Setting the Scene with Details
Remember that the reader doesn’t have the same knowledge you have, so it’s important to ground them in the story you’re telling. You don’t necessarily need to describe every crack on the ceiling in the food bank you were volunteering in, but you might provide a concise description of the building, explain briefly what your task was, and give some samples of dialogue from the volunteers around you. Try to make the reader feel like they were right there in the moment with you by conveying the sights and sounds or even the smells, tastes, and textures around you.
Setting details can be helpful to include at the beginning of an essay, especially if it’s an essay that’s centered around a single event. If your essay centers around the after-school poetry workshops you lead, for example, here are some examples of things you might describe:
- The activity room you teach in
- The supply closet you retrieve supplies from
- The expressions and body language of your students
- Background noise and excerpts of student conversation
It may be helpful to make a list of the physical locations that your story mentions to help you decide which settings deserve the most space.
Anchoring the Narrative in Time
It’s also important to realize that the reader isn’t aware of the timeline of your narrative in the same way as you are. In your head, your narrative may flow logically from one time period to another, but the reader may not be so sure.

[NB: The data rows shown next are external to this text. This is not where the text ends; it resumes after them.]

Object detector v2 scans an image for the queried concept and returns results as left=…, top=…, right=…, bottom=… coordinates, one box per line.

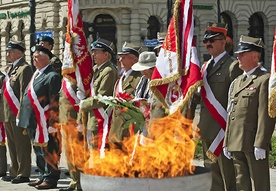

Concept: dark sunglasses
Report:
left=203, top=38, right=224, bottom=44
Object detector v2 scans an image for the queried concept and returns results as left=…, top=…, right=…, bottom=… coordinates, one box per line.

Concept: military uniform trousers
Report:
left=61, top=123, right=82, bottom=190
left=202, top=140, right=236, bottom=191
left=231, top=151, right=270, bottom=191
left=5, top=121, right=31, bottom=177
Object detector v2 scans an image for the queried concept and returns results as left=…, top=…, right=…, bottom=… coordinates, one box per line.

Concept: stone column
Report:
left=129, top=9, right=141, bottom=46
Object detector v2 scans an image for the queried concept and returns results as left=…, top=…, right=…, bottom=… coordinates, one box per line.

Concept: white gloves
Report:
left=16, top=118, right=20, bottom=126
left=223, top=147, right=232, bottom=159
left=76, top=124, right=84, bottom=133
left=79, top=99, right=85, bottom=109
left=48, top=126, right=58, bottom=133
left=254, top=147, right=266, bottom=160
left=77, top=90, right=86, bottom=100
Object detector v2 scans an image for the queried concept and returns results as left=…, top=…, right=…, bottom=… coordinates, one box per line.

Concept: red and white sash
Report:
left=27, top=72, right=49, bottom=146
left=201, top=61, right=227, bottom=162
left=62, top=78, right=80, bottom=112
left=0, top=122, right=6, bottom=145
left=3, top=75, right=20, bottom=116
left=90, top=77, right=112, bottom=158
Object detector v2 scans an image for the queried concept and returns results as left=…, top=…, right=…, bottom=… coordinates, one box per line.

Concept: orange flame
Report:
left=61, top=110, right=197, bottom=178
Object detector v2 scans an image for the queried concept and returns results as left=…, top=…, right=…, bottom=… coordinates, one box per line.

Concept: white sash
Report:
left=3, top=74, right=20, bottom=116
left=27, top=71, right=49, bottom=146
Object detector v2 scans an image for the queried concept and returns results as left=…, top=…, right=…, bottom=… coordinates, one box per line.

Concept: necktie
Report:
left=242, top=74, right=247, bottom=82
left=207, top=59, right=214, bottom=73
left=8, top=65, right=13, bottom=76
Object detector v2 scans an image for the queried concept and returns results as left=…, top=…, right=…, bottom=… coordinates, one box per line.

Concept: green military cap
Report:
left=37, top=36, right=54, bottom=45
left=118, top=42, right=142, bottom=58
left=235, top=35, right=265, bottom=54
left=154, top=32, right=167, bottom=50
left=6, top=40, right=26, bottom=52
left=91, top=38, right=115, bottom=54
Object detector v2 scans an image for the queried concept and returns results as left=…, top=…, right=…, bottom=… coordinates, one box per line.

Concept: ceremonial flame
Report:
left=62, top=110, right=197, bottom=178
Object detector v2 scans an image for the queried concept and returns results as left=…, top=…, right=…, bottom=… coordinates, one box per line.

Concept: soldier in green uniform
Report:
left=2, top=41, right=33, bottom=183
left=223, top=35, right=275, bottom=191
left=78, top=38, right=118, bottom=150
left=37, top=35, right=62, bottom=76
left=108, top=42, right=142, bottom=143
left=59, top=77, right=83, bottom=191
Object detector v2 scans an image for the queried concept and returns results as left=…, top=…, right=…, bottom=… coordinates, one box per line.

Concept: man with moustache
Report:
left=18, top=45, right=61, bottom=189
left=2, top=40, right=33, bottom=183
left=197, top=22, right=242, bottom=191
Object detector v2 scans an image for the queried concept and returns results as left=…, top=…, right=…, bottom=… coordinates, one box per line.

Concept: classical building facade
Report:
left=0, top=0, right=276, bottom=70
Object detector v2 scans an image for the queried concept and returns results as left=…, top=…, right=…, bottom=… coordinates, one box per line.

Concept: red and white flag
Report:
left=149, top=0, right=202, bottom=114
left=62, top=0, right=93, bottom=95
left=269, top=28, right=276, bottom=118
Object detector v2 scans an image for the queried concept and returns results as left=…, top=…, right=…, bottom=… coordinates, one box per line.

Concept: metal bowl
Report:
left=80, top=166, right=211, bottom=191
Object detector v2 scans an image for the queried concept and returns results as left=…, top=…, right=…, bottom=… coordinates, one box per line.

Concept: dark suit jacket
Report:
left=109, top=70, right=142, bottom=142
left=3, top=58, right=33, bottom=122
left=198, top=53, right=243, bottom=142
left=223, top=67, right=275, bottom=152
left=18, top=65, right=61, bottom=139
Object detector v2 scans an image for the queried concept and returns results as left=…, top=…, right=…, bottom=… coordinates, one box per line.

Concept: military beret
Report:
left=37, top=36, right=54, bottom=45
left=6, top=40, right=26, bottom=52
left=235, top=35, right=265, bottom=54
left=31, top=45, right=53, bottom=58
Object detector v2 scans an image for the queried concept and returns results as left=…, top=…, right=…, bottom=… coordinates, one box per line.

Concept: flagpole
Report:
left=29, top=0, right=36, bottom=69
left=217, top=0, right=221, bottom=23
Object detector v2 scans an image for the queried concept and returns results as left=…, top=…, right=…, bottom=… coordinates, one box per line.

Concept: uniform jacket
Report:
left=109, top=70, right=142, bottom=142
left=50, top=54, right=62, bottom=76
left=3, top=58, right=33, bottom=122
left=59, top=78, right=78, bottom=124
left=80, top=61, right=118, bottom=132
left=223, top=67, right=275, bottom=152
left=198, top=53, right=243, bottom=142
left=17, top=65, right=61, bottom=139
left=0, top=71, right=5, bottom=122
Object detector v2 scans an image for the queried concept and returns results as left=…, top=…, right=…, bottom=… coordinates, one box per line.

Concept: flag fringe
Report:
left=206, top=149, right=218, bottom=163
left=269, top=87, right=276, bottom=117
left=33, top=142, right=48, bottom=147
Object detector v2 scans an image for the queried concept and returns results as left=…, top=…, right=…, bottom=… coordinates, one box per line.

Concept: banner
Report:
left=149, top=0, right=202, bottom=114
left=62, top=0, right=93, bottom=95
left=268, top=28, right=276, bottom=118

Conveying a timeline is especially important when your essay’s narrative is nonlinear and the reader isn’t sure when the essay is going back in time or going forward.
For example, did your improvement in basketball dribbling technique develop over the entirety of the junior year spring semester, or just a couple of weeks? Did your Samba dance competition come after your Flamenco dance competition, or before it? These are questions that may be clear to you but not the reader.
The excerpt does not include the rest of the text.